2. I want to quote something from Professor Austin Duncan-Jones on the difficulties of language, which you might enjoy. Again, the theme of atomism in language is made the centre of attention. This is from his book "Butler's Moral Philosophy" (p. 31), where he discusses Joseph Butler's writing style, and explores some of the difficulties in writing about philosophical matters, which originate in the limits of language itself:
Duncan-Jones said:
Butler had certain clearly held opinions about the functioning of language. Of the meanings of words he took what is now fashionable to call a 'contextual' view: he held, that is, that words are not, as too great reliance on concise dictionaries might make us suppose, bricks or atoms of meaning, each of which enters without change of shape, size or mass into walls or molecules of meaning, whose properties can be deduced from those of their components. To amplify Butler a little, language operates in wholes of varying size and complexity, whose ingredients include people's thoughts, acts, and situations, as well as their words: and the whole contributes as much to the force of the word or idiom as the word to that of the whole. "I must desire the reader" (Butler writes) "not to take any assertion alone by itself, but to consider the whole of what is said upon it: because this is necessary, not only in order to judge of the truth of it, but often, such is the nature of language, to see the very meaning of the assertion" (Preface to the Fifteen Sermons Preached at the Rolls Chapel (1729)). Thus, although Butler adopted from Locke the notion of the imperfection of language, he did not follow Locke in supposing that a few simple maxims of definition would provide a remedy.
So there we are. And perhaps we begin to understand, too, why philosophy of language became the frontier of modern philosophy - and indeed harsh, mind-bending territory too. It offers a challenge to how we express things, which further offers a challenge to how we
think about things. And it suggests that we may have got everything wrong.

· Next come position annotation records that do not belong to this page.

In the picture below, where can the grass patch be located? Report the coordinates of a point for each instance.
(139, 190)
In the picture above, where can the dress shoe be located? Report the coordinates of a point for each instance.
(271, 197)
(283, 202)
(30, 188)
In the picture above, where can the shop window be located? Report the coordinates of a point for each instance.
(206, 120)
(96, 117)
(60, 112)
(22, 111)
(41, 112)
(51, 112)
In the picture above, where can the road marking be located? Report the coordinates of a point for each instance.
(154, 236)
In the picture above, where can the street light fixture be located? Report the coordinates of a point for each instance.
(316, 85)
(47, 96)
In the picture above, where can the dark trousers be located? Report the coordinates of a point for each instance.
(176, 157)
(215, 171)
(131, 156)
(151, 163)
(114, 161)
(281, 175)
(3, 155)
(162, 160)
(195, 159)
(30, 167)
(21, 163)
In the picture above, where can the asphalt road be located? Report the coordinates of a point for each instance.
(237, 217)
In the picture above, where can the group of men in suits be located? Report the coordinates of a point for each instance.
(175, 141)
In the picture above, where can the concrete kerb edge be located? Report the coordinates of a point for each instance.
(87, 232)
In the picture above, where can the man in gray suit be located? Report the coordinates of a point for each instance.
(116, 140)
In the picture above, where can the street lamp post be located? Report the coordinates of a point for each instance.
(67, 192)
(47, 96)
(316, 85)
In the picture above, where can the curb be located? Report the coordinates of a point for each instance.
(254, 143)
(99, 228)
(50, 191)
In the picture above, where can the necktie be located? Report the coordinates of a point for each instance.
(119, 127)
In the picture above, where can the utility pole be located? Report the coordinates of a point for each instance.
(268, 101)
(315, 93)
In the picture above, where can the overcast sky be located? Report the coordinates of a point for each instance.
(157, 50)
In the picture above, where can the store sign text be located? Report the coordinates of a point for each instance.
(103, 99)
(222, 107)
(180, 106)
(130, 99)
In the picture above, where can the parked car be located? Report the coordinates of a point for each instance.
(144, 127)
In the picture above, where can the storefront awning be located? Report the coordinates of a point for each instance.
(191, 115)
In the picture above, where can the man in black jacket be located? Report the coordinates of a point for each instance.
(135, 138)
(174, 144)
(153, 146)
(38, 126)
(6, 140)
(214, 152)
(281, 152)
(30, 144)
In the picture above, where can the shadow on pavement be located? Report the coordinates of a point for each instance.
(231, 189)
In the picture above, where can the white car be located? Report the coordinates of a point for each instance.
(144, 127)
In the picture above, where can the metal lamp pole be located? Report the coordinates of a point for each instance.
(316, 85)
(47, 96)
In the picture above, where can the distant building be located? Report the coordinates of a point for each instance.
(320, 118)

So it's easy enough for misunderstandings to arise when writing about philosophy. Your problem
seems to be that you're not even considering that there might be a difficulty. Your posts often read like wiseacreing for this very reason: you seem to think that lack of clarity is just a natural part of any presentation in philosophy because the subject-matter itself is unclear. But this is surely just to invite disaster. You
can make your presentations clear enough for people to understand what you are saying - and indeed you should find that it's actually fun trying to put your thoughts into clearer English.
If you don't achieve some level of clarity, there really is very little reason to jot your thoughts down here; you might be better off just putting them in a private journal. This of course is not to suggest that you might not have some good points to make - but without more effort at achieving clarity (which boils down to external consideration) your points are largely without value because they lack that most important thing of all: humility.
Hard words, I know. Of course I'm conscious that my own words in this very post are probably somewhat incoherent, which is all rather ironic. The point, though, is that it's useful for everybody to at least
try and be as understandable as they possibly can be.
Please let me know if anything remains unclear.